„Checkliste“ im Zivilrecht – Bereicherungsrecht
Nachdem Euch bereits für das Strafrecht eine „Checkliste“ in Form einer nicht abschließenden Übersicht über die bekanntesten und klausurrelevantesten Problemschwerpunkte an die Hand gegeben wurde, findet Ihr hier selbiges auch für den Bereich des Bereicherungsrechts.
Gegliedert ist die Checkliste ungefähr nach der Abfolge der Schritte zur Prüfung eines Bereicherungsanspruchs. Sie soll vor allem als eine Hilfe zum Repetieren verstanden werden, mit der vor einer Klausur eine Kontrolle des eigenen Wissens erfolgen kann.
A. Bereicherungsrecht (generell) anwendbar?
– Insb.: Ausschluss durch EBV?
B. Tatbestand:
I. Bereicherungsgegenstand:
– Rechte aller Art
– Besitz
– Grundbuchposition
– Befreiung von Verbindlichkeiten
– Ersparnis von Aufwendungen
II. Leistungskondiktionen (LK):
1. § 812 Abs. 1 S. 1 Alt. 1 BGB – Leistung bei Fehlen eines rechtlichen Grundes:
a. Leistungsbegriff, insb. maßgeblicher Horizont.
b. Leistungsbeziehungen bei Drei-Personen-Verhältnissen: Abgrenzung zwischen Anwendbarkeit von LK oder NLK. Wichtige Fallgruppen:
– Anweisungsfälle
– Lastschriftverfahren
– Tilgung fremder Schulden („Onkelfälle“)
– Unechter Vertrag zugunsten Dritter
– Echter Vertrag zugunsten Dritter
– Forderungszessionen: Abtretung einer nicht bestehenden Forderung und fehlgeschlagene Abtretung einer bestehenden Forderungszession.
c. Von Anfang an ohne rechtlichen Grund:
– Anfechtung gem. § 142 BGB wg. Rückwirkung als Fall des § 812 Abs. 1 S. 1 Alt. 1 BGB?
– Ausweitung durch § 813 BGB auf dauernde Einreden (Gegenausnahme: Verjährung, § 813 Abs. 1 S. 2 BGB i.V.m. § 214 Abs. 2 BGB).
d. Kein Ausschluss des § 812 Abs. 1 S. 1 Alt. 1 BGB:
aa. § 814 BGB (aber: gilt nicht bei Leistung unter Vorbehalt)
bb. § 817 S. 2 BGB (gilt – entgegen Wortlaut – auch bei einseitigem Rechts-/Sittenverstoß nur des Leistenden!):
– verengter Leistungsbegriff bei Kreditvergabe.

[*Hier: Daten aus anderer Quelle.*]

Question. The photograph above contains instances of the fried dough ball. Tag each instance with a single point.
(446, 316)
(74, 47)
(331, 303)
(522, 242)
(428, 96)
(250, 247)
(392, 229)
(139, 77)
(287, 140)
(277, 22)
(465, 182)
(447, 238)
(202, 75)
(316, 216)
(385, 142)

– Anspruch des sittenwidrig handelnden Darlehensgebers auf angemessenes Entgelt?
– Ausnahme § 242 BGB (z.B. Schwarzarbeiterfall).
– Anwendbarkeit des § 817 S. 2 BGB auch auf konkurrierende (insb.: dingliche) Ansprüche?
2. § 812 Abs. 1 S. 2 Alt. 1 BGB – Leistung bei Wegfall des rechtlichen Grundes:
– Abgrenzung zum Rückgewährschuldverhältnis bei Rücktritt von Verträgen.
– Abgrenzung zum Familienrecht: insb. „unbenannte Zuwendungen“.
– Abgrenzung zum Schenkungsrecht: §§ 528, 530 ff. BGB.
– Wegfall des rechtlichen Grundes: Anfechtung gem. § 142 BGB als Fall des § 812 Abs. 1 S. 2 Alt. 1 BGB?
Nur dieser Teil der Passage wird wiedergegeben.